Il y eut un moment de grande gêne pendant lequel, fuyant le regard de la jeune fille, le beau visiteur inspecta les lieux, étonné sans doute de la propreté, de l’intimité, de la dignité de cet intérieur qu’il avait pu croire tout autre, imaginant quelque borgne repaire comme il en est tant en ville.

Avait-il essayé sur le père ivrogne, d’une manière détournée, les propositions si fièrement repoussées par la fille ? Venait-il voir par lui-même, n’ayant rien tiré du pêcheur pâteux, à quoi ressemblait cette famille dont il ne savait pas grand’chose ?

Pendant qu’il examinait, la pauvre grêlée, le cœur battant, essayait que fût avenant l’accueil fait à ce riche inattendu qui les avait si généreusement tirés d’embarras.

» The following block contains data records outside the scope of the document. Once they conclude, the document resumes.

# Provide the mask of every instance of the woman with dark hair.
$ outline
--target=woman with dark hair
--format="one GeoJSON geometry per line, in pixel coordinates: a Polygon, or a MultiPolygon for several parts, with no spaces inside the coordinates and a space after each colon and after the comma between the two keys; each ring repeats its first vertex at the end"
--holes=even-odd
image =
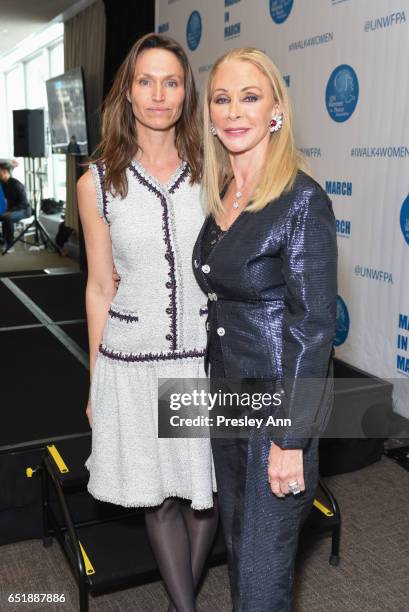
{"type": "Polygon", "coordinates": [[[95,498],[146,509],[170,609],[180,612],[196,610],[217,526],[209,440],[158,438],[158,378],[203,372],[204,298],[190,264],[203,222],[200,172],[186,54],[172,39],[149,34],[116,75],[101,144],[78,182],[88,259],[86,466],[95,498]]]}

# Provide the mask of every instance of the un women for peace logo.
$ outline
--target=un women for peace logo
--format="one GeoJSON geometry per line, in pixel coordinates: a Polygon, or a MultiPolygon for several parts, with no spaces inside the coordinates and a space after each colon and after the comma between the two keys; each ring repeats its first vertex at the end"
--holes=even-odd
{"type": "Polygon", "coordinates": [[[293,8],[294,0],[270,0],[270,15],[274,23],[284,23],[293,8]]]}
{"type": "Polygon", "coordinates": [[[349,313],[347,305],[340,295],[337,296],[337,318],[334,346],[340,346],[345,342],[349,333],[349,313]]]}
{"type": "Polygon", "coordinates": [[[325,92],[329,116],[342,123],[350,118],[358,103],[359,83],[355,70],[348,64],[341,64],[332,71],[325,92]]]}
{"type": "Polygon", "coordinates": [[[409,244],[409,195],[400,209],[400,228],[407,244],[409,244]]]}
{"type": "Polygon", "coordinates": [[[202,38],[202,18],[199,11],[193,11],[187,20],[186,25],[186,41],[187,46],[191,51],[198,48],[200,39],[202,38]]]}

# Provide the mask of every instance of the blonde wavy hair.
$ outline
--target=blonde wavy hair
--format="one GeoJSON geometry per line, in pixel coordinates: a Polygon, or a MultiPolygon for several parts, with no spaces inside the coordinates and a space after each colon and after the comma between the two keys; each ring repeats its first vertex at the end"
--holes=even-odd
{"type": "Polygon", "coordinates": [[[304,157],[295,147],[291,102],[284,79],[277,66],[265,53],[253,47],[228,51],[213,65],[207,79],[204,96],[202,187],[204,208],[207,214],[213,216],[217,216],[217,213],[224,210],[219,194],[233,177],[228,151],[210,131],[210,102],[214,78],[219,67],[229,60],[250,62],[256,66],[268,78],[273,90],[274,102],[280,104],[283,113],[282,128],[270,136],[266,163],[251,204],[246,207],[246,210],[250,212],[262,210],[269,202],[288,191],[294,183],[298,170],[304,170],[310,174],[304,157]]]}

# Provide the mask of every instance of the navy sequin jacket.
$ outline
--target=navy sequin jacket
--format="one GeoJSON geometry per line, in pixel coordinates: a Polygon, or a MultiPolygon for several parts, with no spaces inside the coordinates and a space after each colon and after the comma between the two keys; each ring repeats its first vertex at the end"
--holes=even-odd
{"type": "Polygon", "coordinates": [[[319,414],[322,423],[332,402],[337,243],[331,200],[299,171],[287,193],[260,212],[243,211],[204,262],[208,222],[193,251],[196,280],[208,294],[206,371],[217,334],[226,378],[281,381],[283,414],[292,426],[271,438],[282,448],[305,447],[312,424],[319,414]]]}

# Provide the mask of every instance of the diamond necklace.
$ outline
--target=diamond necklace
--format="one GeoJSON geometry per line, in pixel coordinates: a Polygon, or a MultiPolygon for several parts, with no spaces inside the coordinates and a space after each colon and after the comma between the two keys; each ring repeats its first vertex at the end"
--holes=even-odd
{"type": "Polygon", "coordinates": [[[242,192],[241,191],[236,191],[236,199],[234,200],[232,207],[234,208],[234,210],[236,210],[239,207],[239,202],[238,200],[241,198],[242,196],[242,192]]]}

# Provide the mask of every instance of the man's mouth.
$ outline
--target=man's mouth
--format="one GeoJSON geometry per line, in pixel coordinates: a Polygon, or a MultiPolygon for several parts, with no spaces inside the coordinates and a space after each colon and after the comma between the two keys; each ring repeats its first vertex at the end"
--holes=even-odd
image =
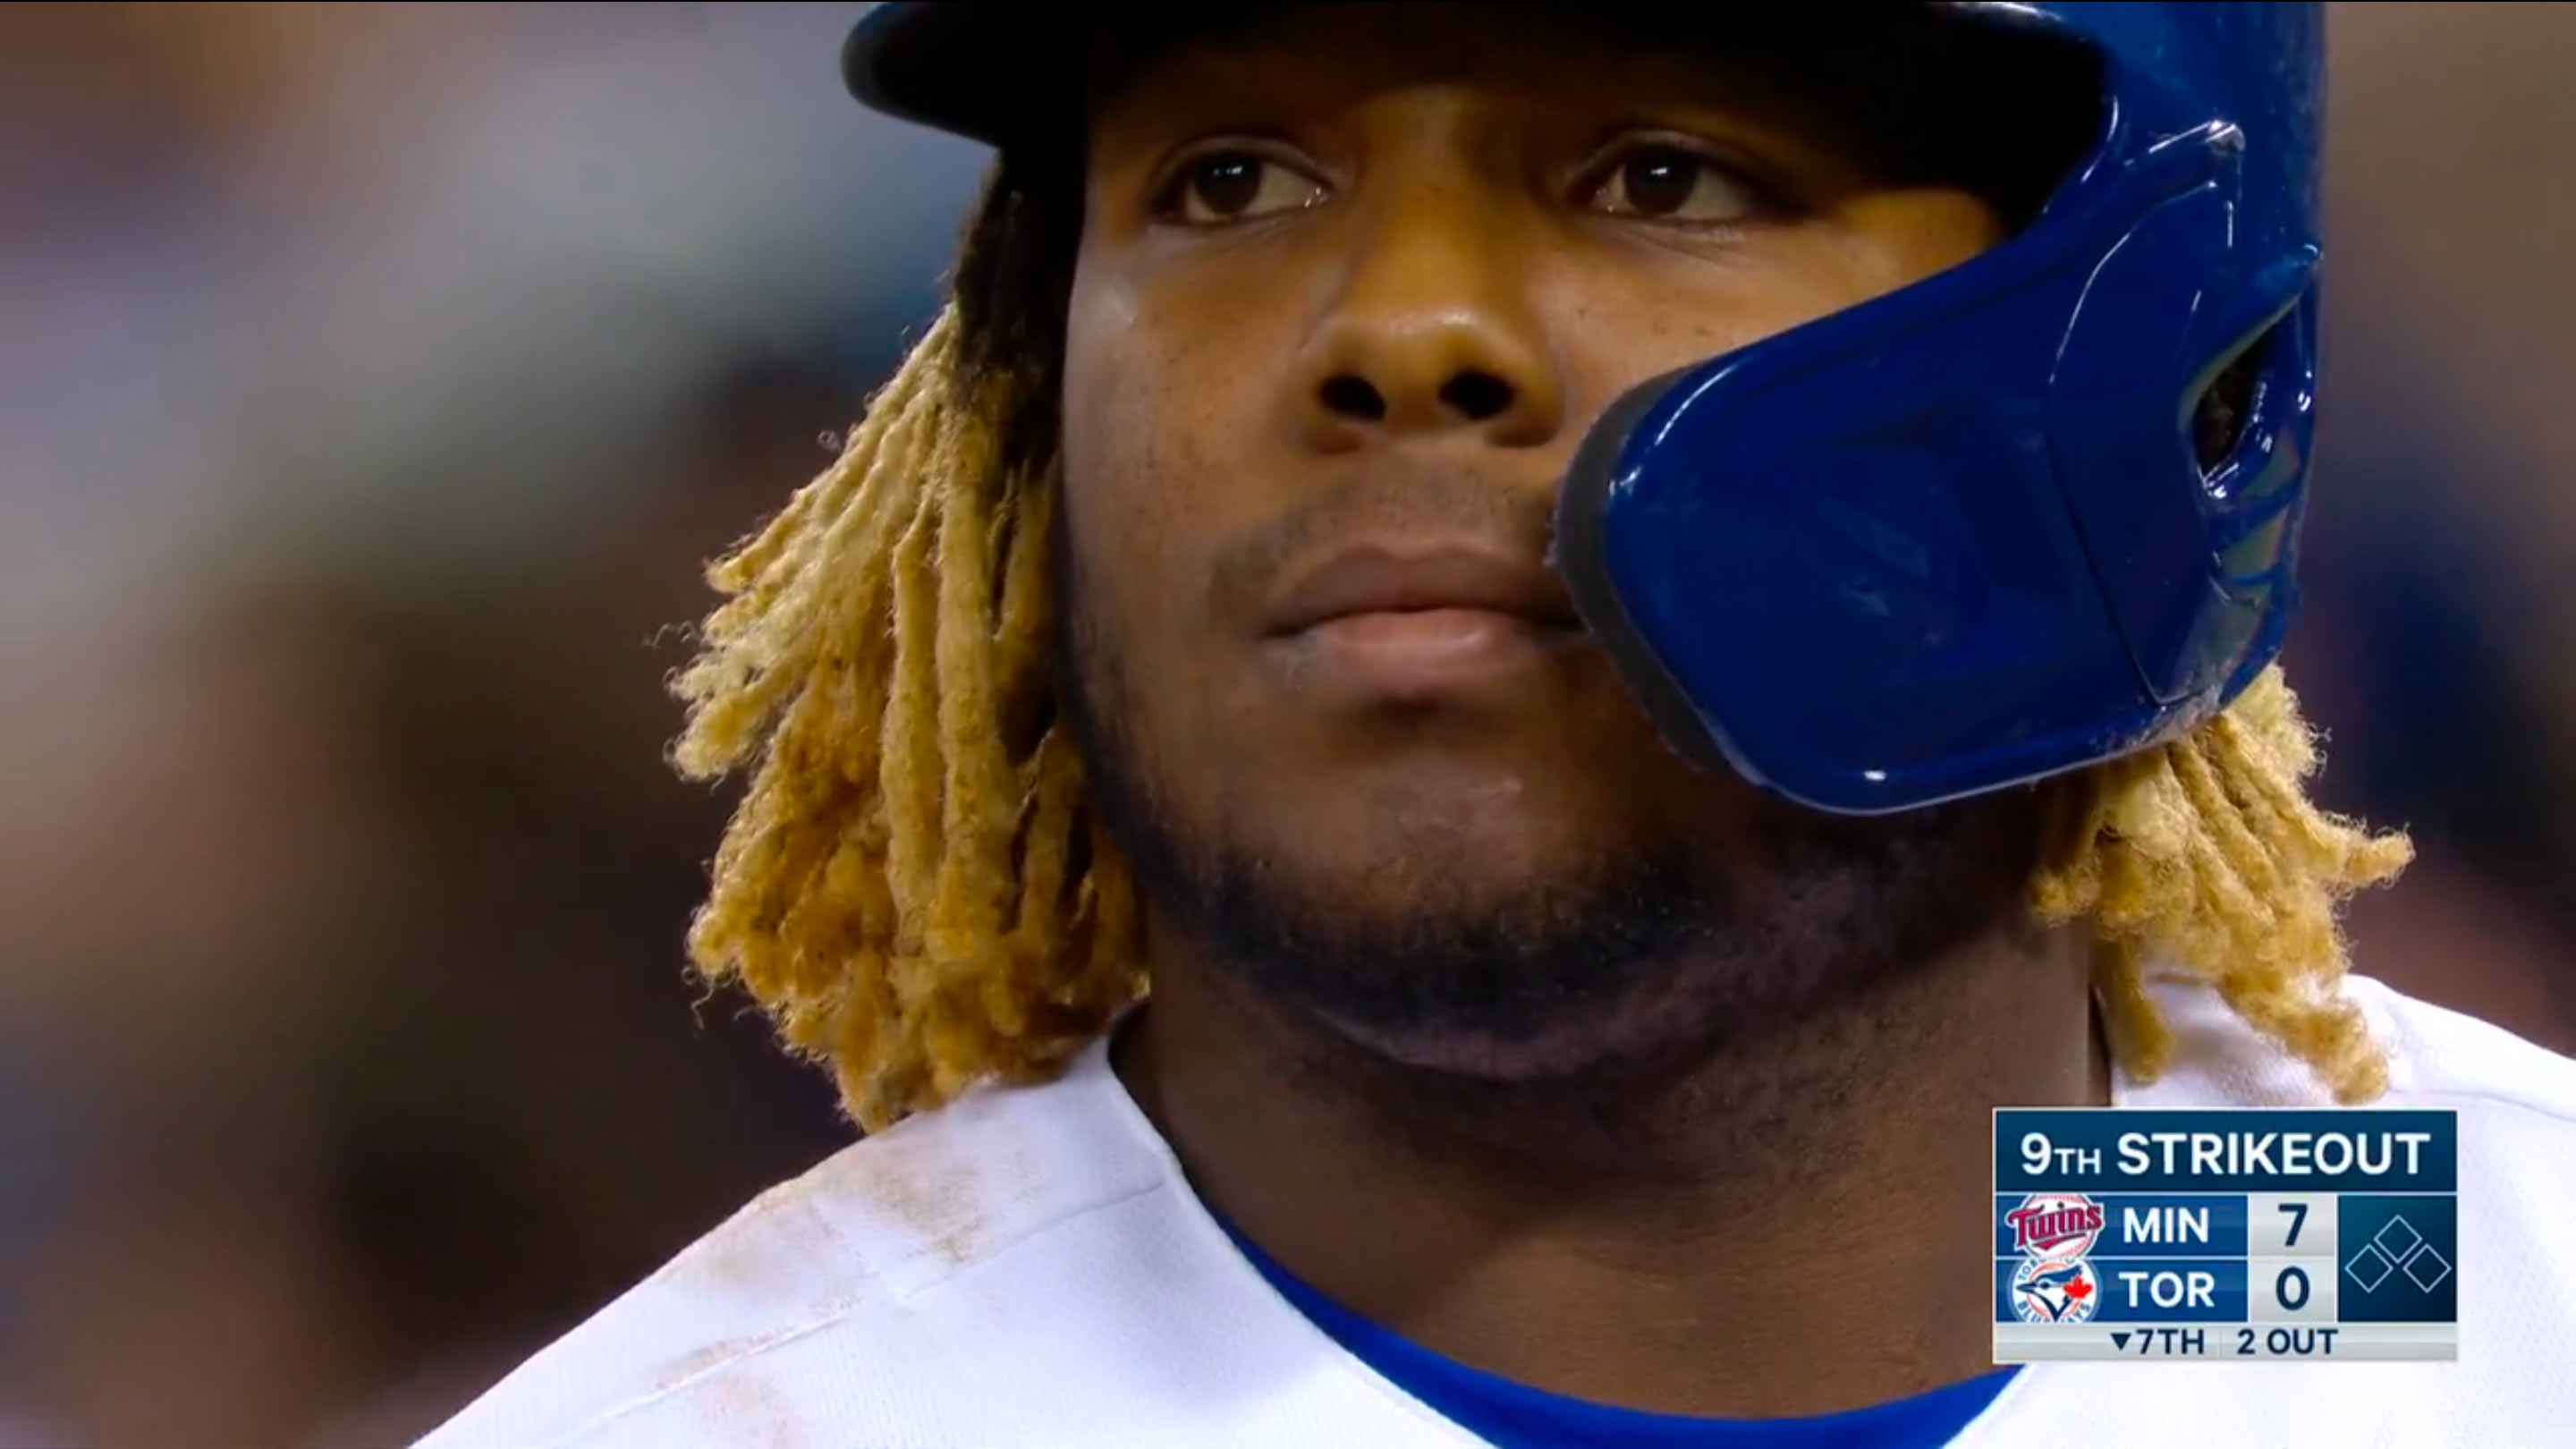
{"type": "Polygon", "coordinates": [[[1441,613],[1583,627],[1564,582],[1535,559],[1457,545],[1364,544],[1300,575],[1272,610],[1269,632],[1277,638],[1362,616],[1441,613]]]}
{"type": "Polygon", "coordinates": [[[1536,560],[1367,544],[1299,576],[1265,633],[1306,685],[1424,698],[1526,668],[1579,642],[1583,624],[1536,560]]]}

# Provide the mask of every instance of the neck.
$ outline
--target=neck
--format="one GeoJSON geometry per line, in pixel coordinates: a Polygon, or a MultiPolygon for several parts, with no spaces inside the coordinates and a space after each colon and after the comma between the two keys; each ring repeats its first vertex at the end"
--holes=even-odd
{"type": "Polygon", "coordinates": [[[1988,1369],[1992,1110],[2109,1100],[2066,935],[1575,1090],[1423,1080],[1158,957],[1117,1065],[1197,1191],[1327,1297],[1533,1388],[1725,1417],[1988,1369]]]}

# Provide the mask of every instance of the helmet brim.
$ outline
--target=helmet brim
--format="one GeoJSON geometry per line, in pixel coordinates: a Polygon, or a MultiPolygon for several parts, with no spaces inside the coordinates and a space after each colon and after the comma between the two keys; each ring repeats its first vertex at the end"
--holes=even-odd
{"type": "Polygon", "coordinates": [[[1077,114],[1089,7],[887,0],[850,28],[850,94],[899,120],[1003,146],[1077,114]]]}

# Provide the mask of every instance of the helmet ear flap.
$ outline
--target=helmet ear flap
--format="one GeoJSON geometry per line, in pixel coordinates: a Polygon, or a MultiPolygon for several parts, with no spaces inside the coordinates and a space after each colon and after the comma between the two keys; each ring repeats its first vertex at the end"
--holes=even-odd
{"type": "Polygon", "coordinates": [[[2274,495],[2304,476],[2312,423],[2317,249],[2238,250],[2244,159],[2222,122],[2134,163],[2174,189],[2095,272],[2051,381],[2050,446],[2103,597],[2148,697],[2186,718],[2277,651],[2288,598],[2243,581],[2286,547],[2274,495]]]}
{"type": "Polygon", "coordinates": [[[1661,378],[1558,499],[1576,605],[1674,747],[1878,814],[2141,748],[2278,652],[2313,246],[2236,246],[2243,134],[1661,378]]]}

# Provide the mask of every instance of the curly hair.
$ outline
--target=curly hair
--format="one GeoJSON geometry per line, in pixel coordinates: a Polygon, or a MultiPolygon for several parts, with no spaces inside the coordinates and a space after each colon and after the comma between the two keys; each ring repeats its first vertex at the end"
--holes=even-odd
{"type": "MultiPolygon", "coordinates": [[[[827,1066],[870,1131],[980,1082],[1044,1079],[1148,986],[1136,889],[1054,697],[1068,171],[997,164],[948,305],[838,460],[712,567],[723,602],[675,681],[680,770],[750,776],[691,957],[827,1066]]],[[[2187,736],[2083,777],[2081,828],[2030,906],[2090,923],[2133,1075],[2172,1049],[2153,966],[2196,974],[2340,1100],[2384,1090],[2334,989],[2336,912],[2409,846],[2313,804],[2317,763],[2276,668],[2187,736]]]]}

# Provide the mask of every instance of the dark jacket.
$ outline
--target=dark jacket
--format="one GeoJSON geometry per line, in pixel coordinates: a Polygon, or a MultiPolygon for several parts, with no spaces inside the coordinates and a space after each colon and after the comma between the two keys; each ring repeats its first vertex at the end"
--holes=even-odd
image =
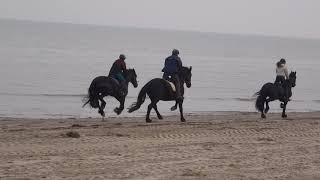
{"type": "Polygon", "coordinates": [[[162,72],[165,74],[177,74],[182,68],[182,61],[179,56],[169,56],[166,58],[162,72]]]}
{"type": "Polygon", "coordinates": [[[125,70],[127,70],[126,62],[124,62],[124,60],[118,59],[112,64],[109,76],[114,76],[118,73],[123,73],[125,70]]]}

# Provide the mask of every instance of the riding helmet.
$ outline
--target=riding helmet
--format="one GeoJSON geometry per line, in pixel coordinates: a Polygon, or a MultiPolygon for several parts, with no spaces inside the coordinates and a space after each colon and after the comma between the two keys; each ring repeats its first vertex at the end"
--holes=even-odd
{"type": "Polygon", "coordinates": [[[281,63],[281,64],[286,64],[286,60],[285,60],[284,58],[281,58],[281,59],[280,59],[280,63],[281,63]]]}
{"type": "Polygon", "coordinates": [[[178,49],[172,50],[172,55],[175,55],[175,56],[179,55],[179,50],[178,49]]]}
{"type": "Polygon", "coordinates": [[[124,54],[120,54],[119,59],[125,60],[125,59],[126,59],[126,56],[125,56],[124,54]]]}

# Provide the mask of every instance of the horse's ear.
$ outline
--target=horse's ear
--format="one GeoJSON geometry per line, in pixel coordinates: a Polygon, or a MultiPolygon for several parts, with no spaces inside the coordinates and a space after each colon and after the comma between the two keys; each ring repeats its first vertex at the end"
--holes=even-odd
{"type": "Polygon", "coordinates": [[[191,72],[191,70],[192,70],[192,66],[190,66],[190,68],[189,68],[189,71],[191,72]]]}

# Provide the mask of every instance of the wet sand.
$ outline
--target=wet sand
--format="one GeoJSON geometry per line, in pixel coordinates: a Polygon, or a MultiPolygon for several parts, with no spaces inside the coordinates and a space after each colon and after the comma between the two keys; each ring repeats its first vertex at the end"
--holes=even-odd
{"type": "Polygon", "coordinates": [[[0,118],[0,179],[320,179],[320,112],[288,115],[0,118]]]}

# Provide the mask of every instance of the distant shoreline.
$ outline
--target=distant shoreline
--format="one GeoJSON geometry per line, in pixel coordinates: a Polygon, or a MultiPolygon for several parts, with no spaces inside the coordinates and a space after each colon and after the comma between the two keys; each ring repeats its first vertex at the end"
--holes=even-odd
{"type": "Polygon", "coordinates": [[[31,20],[31,19],[14,19],[14,18],[0,18],[0,21],[7,22],[20,22],[20,23],[36,23],[36,24],[57,24],[57,25],[71,25],[71,26],[83,26],[83,27],[97,27],[97,28],[112,28],[112,29],[131,29],[137,31],[161,31],[161,32],[180,32],[180,33],[199,33],[199,34],[213,34],[213,35],[228,35],[239,36],[247,38],[270,38],[270,39],[288,39],[288,40],[311,40],[319,41],[320,38],[311,37],[299,37],[299,36],[279,36],[279,35],[265,35],[265,34],[237,34],[237,33],[224,33],[224,32],[211,32],[211,31],[197,31],[197,30],[182,30],[182,29],[162,29],[152,27],[133,27],[133,26],[112,26],[105,24],[89,24],[89,23],[71,23],[71,22],[59,22],[59,21],[43,21],[43,20],[31,20]]]}

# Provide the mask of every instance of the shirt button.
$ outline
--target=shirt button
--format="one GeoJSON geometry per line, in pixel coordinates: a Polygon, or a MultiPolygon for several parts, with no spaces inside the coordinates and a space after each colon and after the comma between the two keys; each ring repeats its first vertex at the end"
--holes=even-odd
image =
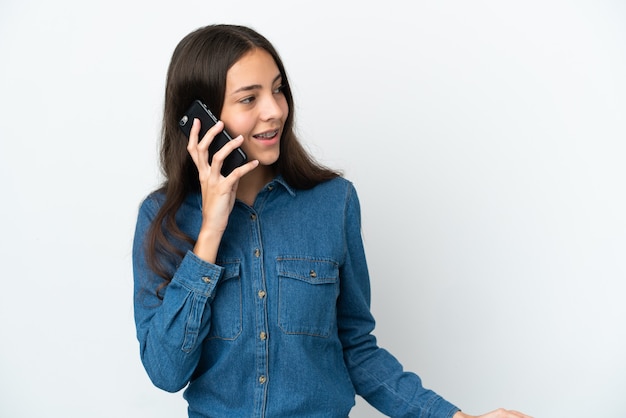
{"type": "Polygon", "coordinates": [[[267,378],[265,376],[259,376],[259,383],[263,384],[267,381],[267,378]]]}
{"type": "Polygon", "coordinates": [[[270,184],[269,186],[267,186],[267,190],[269,190],[269,191],[274,190],[274,185],[270,184]]]}
{"type": "Polygon", "coordinates": [[[259,299],[263,299],[265,297],[265,290],[259,290],[259,299]]]}
{"type": "Polygon", "coordinates": [[[256,220],[256,214],[255,214],[255,213],[251,214],[251,215],[250,215],[250,219],[251,219],[251,220],[253,220],[253,221],[255,221],[255,220],[256,220]]]}
{"type": "Polygon", "coordinates": [[[261,331],[261,333],[259,334],[259,338],[261,339],[261,341],[265,341],[267,339],[267,334],[261,331]]]}
{"type": "Polygon", "coordinates": [[[261,250],[259,250],[258,248],[254,249],[254,256],[259,258],[261,256],[261,250]]]}
{"type": "Polygon", "coordinates": [[[206,276],[204,276],[204,277],[202,278],[202,281],[203,281],[204,283],[206,283],[206,284],[209,284],[209,283],[211,283],[211,278],[210,278],[210,277],[206,277],[206,276]]]}
{"type": "Polygon", "coordinates": [[[311,278],[313,278],[313,279],[314,279],[314,278],[316,278],[316,277],[317,277],[317,273],[315,272],[315,270],[311,270],[311,271],[309,272],[309,276],[311,276],[311,278]]]}

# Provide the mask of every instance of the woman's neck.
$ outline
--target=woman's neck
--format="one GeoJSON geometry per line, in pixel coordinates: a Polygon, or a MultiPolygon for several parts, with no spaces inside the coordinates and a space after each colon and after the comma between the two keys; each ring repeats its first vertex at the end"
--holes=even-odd
{"type": "Polygon", "coordinates": [[[237,199],[248,206],[254,204],[261,189],[275,177],[276,173],[271,166],[259,166],[239,180],[237,199]]]}

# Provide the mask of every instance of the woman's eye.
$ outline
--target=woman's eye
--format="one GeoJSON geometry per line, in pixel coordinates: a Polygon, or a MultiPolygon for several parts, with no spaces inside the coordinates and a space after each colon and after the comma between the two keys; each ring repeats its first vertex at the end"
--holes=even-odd
{"type": "Polygon", "coordinates": [[[279,93],[282,93],[284,89],[285,89],[285,86],[283,86],[283,85],[281,84],[280,86],[278,86],[278,87],[276,87],[276,88],[274,89],[274,94],[279,94],[279,93]]]}
{"type": "Polygon", "coordinates": [[[254,101],[254,96],[250,96],[250,97],[245,97],[243,99],[241,99],[239,102],[243,103],[243,104],[250,104],[254,101]]]}

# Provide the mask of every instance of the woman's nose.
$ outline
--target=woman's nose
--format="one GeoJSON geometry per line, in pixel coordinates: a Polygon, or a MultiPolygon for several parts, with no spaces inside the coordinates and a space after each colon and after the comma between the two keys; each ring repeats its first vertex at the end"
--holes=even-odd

Le tout est de ne pas laisser tomber la conversation.

— Y fait chaud, m’sieu Lauderin, écoutez, qu’on en est resté !… Heureusement que j’sommes encore du bon côté d’l’année, quoique les jours en perdent tant ou plus ! Mais on y verra clair très tard encore pendant tout le mois d’août !…

Lauderin eut enfin le courage de laisser ses yeux retourner à Ludivine. Dans le langage immédiat et muet du regard, malgré lui, tragiquement, il exprima : « Je suis fichu. C’est fini ; car toi, garce, je sens que je vais t’avoir dans le sang. »

— Not’cidre n’est jamais qu’d’la boisson, m’sieu Lauderin ! Vous qu’avez tout ce qui s’boit d’meilleur dans vot’café, faut qu’vous ayez chaud pour accepter ça !

Aimable et supérieur, il se tourna vers la modeste créature :

— Ce qui est offert de bon cœur, madame Bucaille, vaut le meilleur champagne.

Elle rit, toute confuse et charmée, d’un pauvre rire édenté, si touchant.